Tidak ada notifikasi apa pun dalam ruang pesan. Damar mengantungi ponselnya kembali dan memilih berbaring di sebuah kursi panjang. Punggung dan kakinya terasa penat. Wajahnya ia tutupi dengan pangkal lengan sampai akhirnya kantuk datang.

Damar meringkuk saat merasa udara mulai dingin. Tangannya menarik-narik sesuatu untuk menutupi bagian depan tubuhnya. Kantuknya sirna ketika beberapa tetes air hujan mulai membasahi wajah. Tanpa menunggu ia bangkit dan segera berkemas.

Yang pertama ia cari adalah Kania. Sebenci apa pun Damar pada perempuan itu, Kania tetap tanggung jawabnya. Ia telah berjanji pada Adjie Gumilar untuk menjaga anak semata wayang lelaki itu seumur hidup.

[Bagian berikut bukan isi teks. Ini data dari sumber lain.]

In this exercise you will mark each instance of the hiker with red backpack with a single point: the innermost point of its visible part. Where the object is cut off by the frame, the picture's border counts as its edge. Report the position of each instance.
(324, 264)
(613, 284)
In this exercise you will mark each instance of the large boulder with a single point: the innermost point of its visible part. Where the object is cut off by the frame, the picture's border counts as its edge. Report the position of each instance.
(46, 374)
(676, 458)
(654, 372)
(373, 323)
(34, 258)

Damar menghela napas lega saat mengetahui Kania sudah masuk ke dalam mobil. Lewat kaca depan yang jernih, Damar bisa melihat perempuan itu sudah kembali tidur di kursi penumpang bagian depan. Damar hanya perlu bertanya pada penjaga kios apakah pesanan mereka sudah dibayar.

“Sudah dibayar Ibu semuanya, Pak,” jelas sang penjaga. “Ibu juga titip untuk memberikan rokok ini pada Bapak.”

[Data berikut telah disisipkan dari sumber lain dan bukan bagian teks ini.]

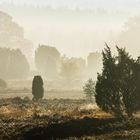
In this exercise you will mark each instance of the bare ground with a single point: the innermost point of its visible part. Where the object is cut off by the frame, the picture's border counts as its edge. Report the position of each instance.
(22, 119)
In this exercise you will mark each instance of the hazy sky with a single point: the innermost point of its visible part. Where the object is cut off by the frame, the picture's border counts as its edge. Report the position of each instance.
(72, 32)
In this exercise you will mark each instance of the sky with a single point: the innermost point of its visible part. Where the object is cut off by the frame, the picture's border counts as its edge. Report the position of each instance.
(74, 27)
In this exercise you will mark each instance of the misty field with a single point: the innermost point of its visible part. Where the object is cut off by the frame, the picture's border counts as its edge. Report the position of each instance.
(23, 119)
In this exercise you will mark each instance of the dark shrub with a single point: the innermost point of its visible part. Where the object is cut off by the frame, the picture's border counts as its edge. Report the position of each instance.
(3, 83)
(37, 88)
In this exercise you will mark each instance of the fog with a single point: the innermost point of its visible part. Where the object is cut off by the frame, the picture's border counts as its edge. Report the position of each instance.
(80, 25)
(76, 29)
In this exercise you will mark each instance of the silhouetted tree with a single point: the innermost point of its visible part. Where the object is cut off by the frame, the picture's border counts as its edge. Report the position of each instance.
(107, 95)
(118, 87)
(89, 89)
(129, 36)
(47, 60)
(37, 88)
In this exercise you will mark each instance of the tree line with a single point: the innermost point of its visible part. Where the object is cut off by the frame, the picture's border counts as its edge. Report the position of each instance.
(117, 89)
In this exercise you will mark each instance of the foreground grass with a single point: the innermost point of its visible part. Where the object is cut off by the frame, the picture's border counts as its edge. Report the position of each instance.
(21, 119)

Sambil mengucapkan terima kasih, Damar menyimpan dua bungkus rokok dalam sakunya. Setelah kopi dan mie rebus, Kania sepertinya masih berusaha untuk merebut simpati dari Damar.

“Maaf, Pak. Selimutnya ketinggalan.” Sang penjaga menunjuk ke arah kursi panjang.

“Bukan selimut saya sepertinya.” Damar menoleh ke arah yang sama dengan ragu.

“Benar, kok, Pak. Tadi Ibu yang menyelimuti Bapak sebelum beliau masuk ke mobil.”

Damar melangkah kembali ke tempat tadinya ia berbaring. Selimut yang sempat jatuh ke bawah itu, Damar kutip kembali. Ia kibas beberapa kali, lalu dilipat untuk dibawa.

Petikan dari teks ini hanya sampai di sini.